Diana Roberta, who obviously has the patience of a saint, said on Medium: “I lived in a 235 square foot apartment in San Francisco with a friend for two years. Two years. Two Adult Women. 235 square feet. It was not sunshine and roses. There was one shared bed (built into the apartment) 2 1/2 feet from the foot of the bed was the stove, sink, and mini fridge. Every wall was a cabinet. There was no space for a couch or table. The bed was both. Nope. Just Nope. Never again.”
Melanie Sorrentino, a former tiny house owner, said on Medium: “First we saved a ton of money, then we bought land in another state and after we moved we had a shed company build the shell of a tiny house for us.
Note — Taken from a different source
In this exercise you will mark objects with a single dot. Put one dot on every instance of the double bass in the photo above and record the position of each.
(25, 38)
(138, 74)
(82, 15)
After a year of living in a 150 sq ft house we sold land and the tiny house….It dawned on me I needed to make a “real talk” video and have since made a video explaining why we sold our tiny house and land in order to pay rent again. Looking back I wish I would have put that money in an IRA or used it as a down payment for a real house.” https://www.youtube.com/watch?v=Zio9e8Z-2co
Kate-Lyn Teresa, who moved from her tiny house into a 40' trailer, had this to say on Medium: “As someone who lived in a home that was under 220 sqft, I can honestly say, all of these points are super valid. I was living with my husband and three dogs, and it was fun… most of the time….”
*This post was written in one of my 14 bedrooms on one of my 26 Macbooks.